In the wake of the Feb. 14 shooting at Marjory Stoneman Douglas High School in Parkland, questions have been raised regarding mental illness, access to firearms and a cultural desensitization to violence. With concern for the safety of students fresh on their minds, members of PACT Prevention Coalition met last Tuesday, Feb. 27, to discuss the influences and risks mobile devices and the internet impose on today’s youth.
“PACT is kicking off a rewrite for cyber and social media safety for schools and law enforcement to help change the influences and exposures our kids are interacting with online and through social media platforms,” PACT Prevention Coalition Chair Denver Cook said. “As what our kids are exposed to and what they are learning in school can affect behaviors in both negative and positive ways, we are looking to rewrite the book for students, parents, educators and community on how we are teaching responsibility and values as they relate to this increasingly challenging area.”
PACT is a nonprofit dedicated to positively impacting the critical lifestyle choices of St.

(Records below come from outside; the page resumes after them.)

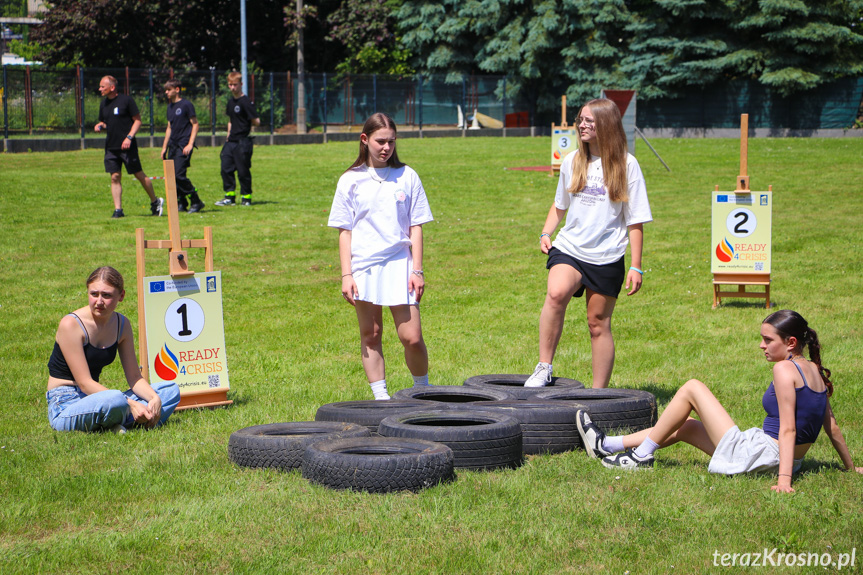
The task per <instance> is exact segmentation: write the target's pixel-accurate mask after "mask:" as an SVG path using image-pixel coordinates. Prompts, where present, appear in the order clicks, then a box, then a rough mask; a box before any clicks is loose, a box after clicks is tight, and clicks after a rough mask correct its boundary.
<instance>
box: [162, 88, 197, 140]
mask: <svg viewBox="0 0 863 575" xmlns="http://www.w3.org/2000/svg"><path fill="white" fill-rule="evenodd" d="M195 117H196V115H195V106H194V105H193V104H192V103H191V102H190V101H188V100H183V99H180V100H177V101H176V102H168V122H169V123H170V124H171V140H170V142H169V143H170V144H171V145H172V146H175V147H178V148H185V147H186V145H188V143H189V138H191V137H192V122H191V121H190V120H191V119H192V118H195Z"/></svg>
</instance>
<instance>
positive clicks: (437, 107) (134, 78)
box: [2, 66, 528, 138]
mask: <svg viewBox="0 0 863 575" xmlns="http://www.w3.org/2000/svg"><path fill="white" fill-rule="evenodd" d="M108 75H110V76H114V77H115V78H117V80H118V91H119V92H121V93H125V94H129V95H130V96H132V97H133V98H134V99H135V102H136V103H137V104H138V108H139V109H140V111H141V121H142V124H143V125H142V127H141V132H140V133H141V134H142V135H145V134H149V135H153V134H155V133H157V132H163V131H164V130H165V126H166V124H167V120H166V111H167V100H166V99H165V97H164V90H163V85H164V83H165V81H166V80H168V79H170V78H177V79H179V80H180V81H181V82H182V83H183V89H182V95H183V98H185V99H187V100H189V101H191V102H192V103H193V104H194V105H195V109H196V111H197V114H198V121H199V122H200V124H201V133H207V132H208V131H209V132H212V133H213V134H215V133H217V132H223V131H225V130H226V128H227V120H228V119H227V116H226V115H225V105H226V103H227V99H228V97H229V90H228V86H227V77H226V76H227V72H226V71H222V70H206V71H197V70H184V71H175V70H156V69H131V68H125V69H114V68H83V67H79V68H75V69H50V68H44V67H30V66H4V67H3V84H2V100H3V127H4V137H6V138H9V137H14V136H19V135H26V136H36V135H45V134H51V133H58V134H76V133H79V132H80V134H81V137H85V136H87V135H90V132H92V129H93V126H94V125H95V124H96V122H97V120H98V115H99V103H100V101H101V99H102V97H101V96H100V95H99V90H98V88H99V81H100V80H101V79H102V78H103V77H104V76H108ZM248 84H249V85H248V87H247V89H246V90H245V92H246V94H247V95H248V96H249V97H250V98H251V99H252V100H253V101H254V102H255V105H256V107H257V111H258V114H259V116H260V118H261V128H260V130H259V132H264V133H267V132H269V133H282V132H288V131H293V130H295V129H296V128H295V123H296V108H297V103H298V102H297V97H298V96H297V93H298V89H297V88H298V82H297V77H296V74H291V73H286V72H280V73H276V72H266V73H258V74H250V75H249V81H248ZM305 100H306V101H305V108H306V118H307V123H308V124H309V125H310V126H309V127H310V128H318V127H321V128H323V127H327V126H329V127H334V126H347V127H350V126H358V125H362V124H363V122H364V121H365V119H366V118H367V117H368V116H370V115H371V114H372V113H373V112H375V111H381V112H385V113H387V114H389V115H390V116H392V117H393V119H394V120H395V121H396V123H397V124H398V125H400V126H418V127H423V126H432V125H445V126H454V125H456V124H457V123H458V118H459V108H460V109H461V110H462V113H463V114H464V115H465V116H471V115H472V113H473V111H474V110H476V111H478V112H480V113H482V114H485V115H487V116H490V117H492V118H495V119H498V120H500V121H501V122H503V121H505V120H506V118H507V115H510V118H509V123H510V125H511V126H512V127H527V125H528V124H527V121H526V119H525V118H524V114H523V113H522V114H519V115H515V116H514V115H513V112H515V111H523V110H526V109H527V106H526V104H524V103H522V102H518V101H511V100H508V99H507V79H506V77H504V76H481V77H479V76H475V77H466V78H464V79H463V80H462V81H460V82H455V83H453V82H445V81H444V79H443V78H437V77H427V76H416V77H396V76H385V75H378V74H375V75H355V76H342V75H338V76H337V75H332V74H329V75H328V74H306V83H305ZM515 124H518V125H515Z"/></svg>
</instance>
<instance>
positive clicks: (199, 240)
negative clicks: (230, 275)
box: [135, 160, 234, 411]
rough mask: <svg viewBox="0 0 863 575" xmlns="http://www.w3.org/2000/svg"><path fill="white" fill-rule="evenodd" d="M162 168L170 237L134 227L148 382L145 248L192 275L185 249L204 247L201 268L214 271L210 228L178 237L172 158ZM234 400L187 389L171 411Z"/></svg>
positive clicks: (176, 272)
mask: <svg viewBox="0 0 863 575" xmlns="http://www.w3.org/2000/svg"><path fill="white" fill-rule="evenodd" d="M164 168H165V200H166V201H167V203H168V230H169V233H170V236H171V239H169V240H148V239H146V238H145V237H144V229H143V228H137V229H136V230H135V255H136V260H137V270H138V356H139V357H140V358H141V360H142V361H141V363H142V364H143V365H142V366H141V373H142V374H143V375H144V378H145V379H146V380H147V381H149V379H150V374H149V371H150V370H149V363H150V362H149V355H148V353H147V318H146V315H145V311H144V277H145V276H146V272H145V267H146V266H145V256H146V250H148V249H157V250H168V270H169V274H170V275H171V277H175V278H177V277H188V276H193V275H195V272H194V271H192V270H190V269H189V263H188V262H189V260H188V257H187V255H186V249H188V248H203V249H204V271H207V272H211V271H213V229H212V228H211V227H210V226H206V227H205V228H204V238H203V239H199V240H181V239H180V221H179V218H178V212H177V182H176V180H175V178H174V162H173V160H165V161H164ZM232 403H234V402H233V401H231V400H229V399H228V390H226V389H216V390H204V391H198V392H195V391H190V392H186V393H184V394H182V395H181V396H180V403H179V404H178V405H177V407H176V409H175V410H174V411H182V410H184V409H193V408H198V407H218V406H221V405H231V404H232Z"/></svg>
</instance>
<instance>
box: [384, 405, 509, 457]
mask: <svg viewBox="0 0 863 575" xmlns="http://www.w3.org/2000/svg"><path fill="white" fill-rule="evenodd" d="M378 432H379V433H380V434H381V435H383V436H384V437H411V438H414V439H425V440H426V441H436V442H438V443H444V444H446V445H448V446H449V447H450V449H452V451H453V454H454V455H455V466H456V467H457V468H460V469H474V470H480V469H499V468H516V467H518V466H519V465H521V463H522V433H521V426H520V425H519V423H518V420H516V419H515V418H514V417H510V416H508V415H503V414H499V413H494V412H490V411H479V410H476V411H474V410H468V409H464V410H462V409H458V410H455V409H438V410H429V411H417V412H414V413H406V414H402V415H392V416H390V417H387V418H386V419H384V420H383V421H381V424H380V426H379V427H378Z"/></svg>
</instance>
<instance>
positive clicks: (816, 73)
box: [623, 0, 863, 98]
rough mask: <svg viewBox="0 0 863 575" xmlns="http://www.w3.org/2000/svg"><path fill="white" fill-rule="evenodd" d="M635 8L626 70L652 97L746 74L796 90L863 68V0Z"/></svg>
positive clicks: (724, 81)
mask: <svg viewBox="0 0 863 575" xmlns="http://www.w3.org/2000/svg"><path fill="white" fill-rule="evenodd" d="M634 11H635V12H636V14H637V16H636V22H635V23H634V24H633V26H632V28H633V30H634V31H635V32H636V36H635V39H634V40H633V42H632V44H631V51H630V53H629V55H628V56H627V58H626V59H625V61H624V66H623V70H624V71H625V72H626V73H628V74H631V75H632V76H633V78H635V79H636V84H637V85H638V86H639V90H640V92H639V93H640V95H642V96H646V97H648V98H650V97H654V96H668V95H671V96H673V95H676V94H677V93H678V91H679V90H680V89H681V88H684V87H686V86H709V85H711V84H714V83H716V82H727V81H729V80H734V79H741V78H748V79H755V80H757V81H758V82H760V83H761V84H764V85H765V86H769V87H771V88H773V89H776V90H777V91H778V92H779V93H780V94H782V95H788V94H791V93H793V92H796V91H800V90H806V89H810V88H814V87H815V86H818V85H820V84H823V83H825V82H829V81H831V80H833V79H835V78H838V77H843V76H856V75H859V74H860V73H861V72H863V36H861V32H863V31H861V30H860V28H859V19H860V15H861V2H859V1H858V0H853V1H851V0H826V1H819V2H816V1H813V0H742V1H734V2H732V1H730V0H728V1H726V2H715V1H713V0H655V1H644V2H642V3H641V4H639V5H637V7H636V8H635V9H634Z"/></svg>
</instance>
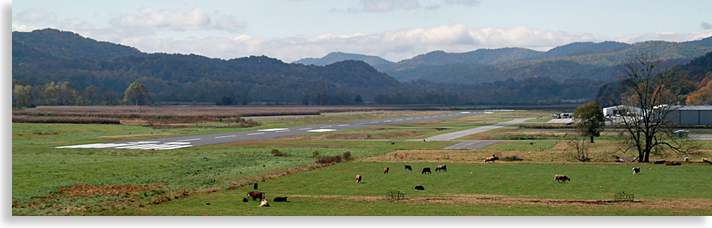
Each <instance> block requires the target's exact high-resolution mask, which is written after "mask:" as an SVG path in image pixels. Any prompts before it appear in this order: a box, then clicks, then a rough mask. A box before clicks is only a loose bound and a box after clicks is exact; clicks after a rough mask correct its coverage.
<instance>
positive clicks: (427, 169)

Johns County’s youth, with significant focus on the prevention of underage substance abuse. The meeting, held at the residents’ clubhouse in Nocatee’s Coastal Oaks neighborhood, was attended by a handful of coalition members, as well as supporters like Ocean Palms Elementary School Principal Tiffany Cantwell and Lt. Mike Strausbaugh of the St. Johns County Sheriff’s Office. Among the topics discussed were the difficulties of limiting children’s exposure to the various dangers of the internet and social media – including cyberbullying, unwanted sexual solicitations and privacy concerns – when the internet has become such a staple of 21st century life.

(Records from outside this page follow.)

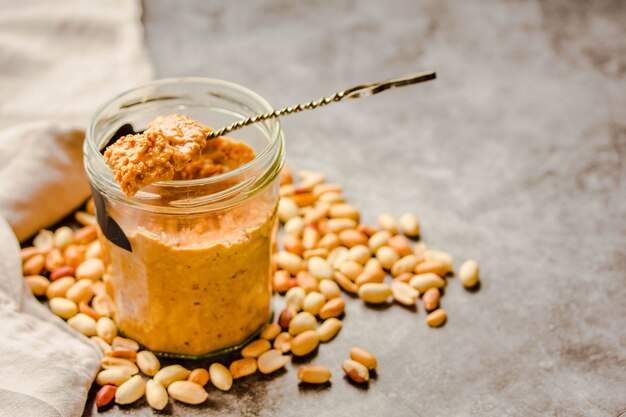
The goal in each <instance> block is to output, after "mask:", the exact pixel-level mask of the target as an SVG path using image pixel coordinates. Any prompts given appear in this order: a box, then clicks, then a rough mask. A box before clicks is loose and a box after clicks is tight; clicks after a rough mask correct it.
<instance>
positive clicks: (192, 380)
mask: <svg viewBox="0 0 626 417" xmlns="http://www.w3.org/2000/svg"><path fill="white" fill-rule="evenodd" d="M187 381H190V382H195V383H196V384H198V385H200V386H201V387H203V386H205V385H206V384H208V382H209V371H207V370H206V369H204V368H196V369H194V370H193V371H191V373H190V374H189V376H188V377H187Z"/></svg>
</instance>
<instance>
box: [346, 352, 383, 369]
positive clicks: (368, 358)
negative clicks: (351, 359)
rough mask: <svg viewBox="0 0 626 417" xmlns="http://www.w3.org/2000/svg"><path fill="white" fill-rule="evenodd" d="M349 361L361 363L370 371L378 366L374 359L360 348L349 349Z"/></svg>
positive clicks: (376, 361) (375, 357) (374, 368)
mask: <svg viewBox="0 0 626 417" xmlns="http://www.w3.org/2000/svg"><path fill="white" fill-rule="evenodd" d="M350 359H352V360H353V361H357V362H359V363H361V364H362V365H364V366H365V367H366V368H367V369H369V370H370V371H371V370H372V369H376V367H377V366H378V361H377V360H376V357H375V356H374V355H372V354H371V353H370V352H368V351H367V350H365V349H363V348H360V347H353V348H352V349H350Z"/></svg>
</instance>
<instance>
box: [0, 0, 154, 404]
mask: <svg viewBox="0 0 626 417" xmlns="http://www.w3.org/2000/svg"><path fill="white" fill-rule="evenodd" d="M1 2H2V13H1V14H0V91H2V94H0V329H1V331H2V335H1V336H0V416H2V417H4V416H15V417H26V416H46V417H47V416H54V417H59V416H60V417H73V416H80V415H81V414H82V412H83V408H84V406H85V401H86V397H87V392H88V390H89V387H90V386H91V383H92V381H93V378H94V377H95V373H96V372H97V369H98V365H99V361H100V355H101V354H100V352H99V350H98V348H97V347H96V346H95V345H94V344H93V343H92V342H91V341H90V340H89V339H87V338H85V337H84V336H82V335H81V334H79V333H77V332H75V331H74V330H72V329H71V328H69V327H68V326H67V324H66V323H64V322H63V320H61V319H59V318H58V317H56V316H55V315H54V314H52V313H51V312H50V311H49V310H48V309H47V308H46V307H44V306H42V305H41V304H40V303H39V301H37V300H36V299H35V298H34V297H33V296H32V294H31V293H30V290H29V289H28V287H27V286H26V285H25V282H24V280H23V279H22V263H21V257H20V252H19V245H18V240H20V241H22V240H24V239H27V238H29V237H30V236H32V235H33V234H34V233H35V232H36V231H37V230H38V229H39V228H42V227H45V226H48V225H51V224H53V223H55V222H57V221H59V220H60V219H62V218H63V217H65V216H66V215H67V214H68V213H70V212H71V211H72V210H73V209H75V208H76V207H77V206H78V205H79V204H81V202H83V201H84V200H85V199H86V198H87V197H88V195H89V186H88V182H87V180H86V178H85V174H84V170H83V165H82V139H83V132H82V131H81V130H78V129H85V127H86V125H87V123H88V120H89V117H90V115H91V114H93V113H94V112H95V110H96V108H97V106H98V105H100V104H101V103H103V102H104V100H106V99H107V98H109V97H110V96H112V95H114V94H115V93H117V92H120V91H122V90H124V89H127V88H130V87H132V86H134V85H136V84H139V83H142V82H145V81H147V80H149V79H150V78H151V77H152V69H151V66H150V63H149V61H148V58H147V54H146V52H145V49H144V45H143V31H142V27H141V20H140V15H141V9H140V2H139V0H56V1H53V2H50V1H47V0H1ZM5 219H6V220H5ZM16 236H17V238H16Z"/></svg>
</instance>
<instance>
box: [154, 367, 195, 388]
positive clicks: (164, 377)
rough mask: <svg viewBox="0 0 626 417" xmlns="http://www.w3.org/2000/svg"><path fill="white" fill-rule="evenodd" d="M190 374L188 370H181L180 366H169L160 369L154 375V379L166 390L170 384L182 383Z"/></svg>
mask: <svg viewBox="0 0 626 417" xmlns="http://www.w3.org/2000/svg"><path fill="white" fill-rule="evenodd" d="M190 373H191V371H190V370H189V369H186V368H183V367H182V366H180V365H170V366H166V367H165V368H161V370H160V371H159V372H157V373H156V374H155V375H154V379H155V380H156V381H159V382H160V383H161V384H163V386H164V387H165V388H167V387H169V386H170V384H171V383H172V382H175V381H184V380H185V379H187V377H188V376H189V374H190Z"/></svg>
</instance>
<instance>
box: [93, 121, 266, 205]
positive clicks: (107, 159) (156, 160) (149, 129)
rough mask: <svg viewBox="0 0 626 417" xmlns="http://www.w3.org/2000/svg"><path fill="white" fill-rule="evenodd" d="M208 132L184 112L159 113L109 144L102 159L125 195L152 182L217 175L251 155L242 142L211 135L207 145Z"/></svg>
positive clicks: (200, 125) (246, 159)
mask: <svg viewBox="0 0 626 417" xmlns="http://www.w3.org/2000/svg"><path fill="white" fill-rule="evenodd" d="M209 132H211V129H210V128H208V127H206V126H204V125H202V124H200V123H198V122H196V121H195V120H193V119H191V118H190V117H188V116H183V115H179V114H172V115H168V116H160V117H157V118H156V119H154V120H153V121H152V122H151V123H150V124H149V125H148V129H146V130H145V131H144V132H142V133H138V134H134V135H126V136H123V137H121V138H120V139H119V140H117V141H116V142H115V143H114V144H112V145H111V146H109V147H108V148H107V149H106V151H105V152H104V160H105V161H106V163H107V164H108V165H109V167H110V168H111V170H112V171H113V173H114V174H115V181H117V182H118V183H119V184H120V187H121V189H122V191H123V192H124V194H126V195H127V196H129V197H130V196H133V195H135V194H136V193H137V191H139V190H140V189H142V188H143V187H145V186H147V185H149V184H152V183H155V182H159V181H168V180H172V179H195V178H204V177H209V176H212V175H219V174H221V173H223V172H226V171H229V170H231V169H235V168H237V167H239V166H241V165H243V164H245V163H247V162H249V161H251V160H252V159H254V156H255V155H254V151H253V150H252V149H251V148H250V147H248V146H247V145H246V144H244V143H238V142H234V141H231V140H229V139H225V138H217V140H215V139H214V140H211V141H210V145H208V146H207V140H206V137H207V135H208V134H209Z"/></svg>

“(Boundary) conversations have to start early,” Strausbaugh said. “What we see a lot in law enforcement is that those conversations aren’t had early on with children, and then those children grow into teenagers, without a lot of rules and things in place that need to be put in place. Then they come into things like social media that they misuse or use inappropriately, because they’ve not had boundaries set since early on.”
Strausbaugh added that a lack of parental control and supervision early on only makes it more difficult to impose restrictions later.
“It’s hard to reel that in, when you’ve had 13 or 14 years of being able to do what you want, and then when you’re 15, your parents try to put the lasso around and go back,” he said.
Attendees also acknowledged that one of the largest roadblocks to online safety education is the generational gap between today’s students and their parents.
“There’s a disconnect between the generations, and we all know that,” Cook said, pointing to a 2012 study conducted by Hart Research Associates regarding parental perception of youth safety online. When surveyed, 84 percent of parents said that they monitor their children’s online activities “very” or “somewhat” closely, yet only 39 percent of teens echoed that response. Similarly, 91 percent of parents responded that they were well-informed of what their teens were doing online and on their mobile devices, but only 60 percent of teens said their parents were in the know.
Noting that the study also found that teens typically rely on their parents and other adults in their lives for information regarding internet safety, Cook zeroed in on parental education as a primary objective for PACT’s forthcoming campaign, stating: “The kids are smarter than we are with technology, so we need to develop ways for parents to learn.”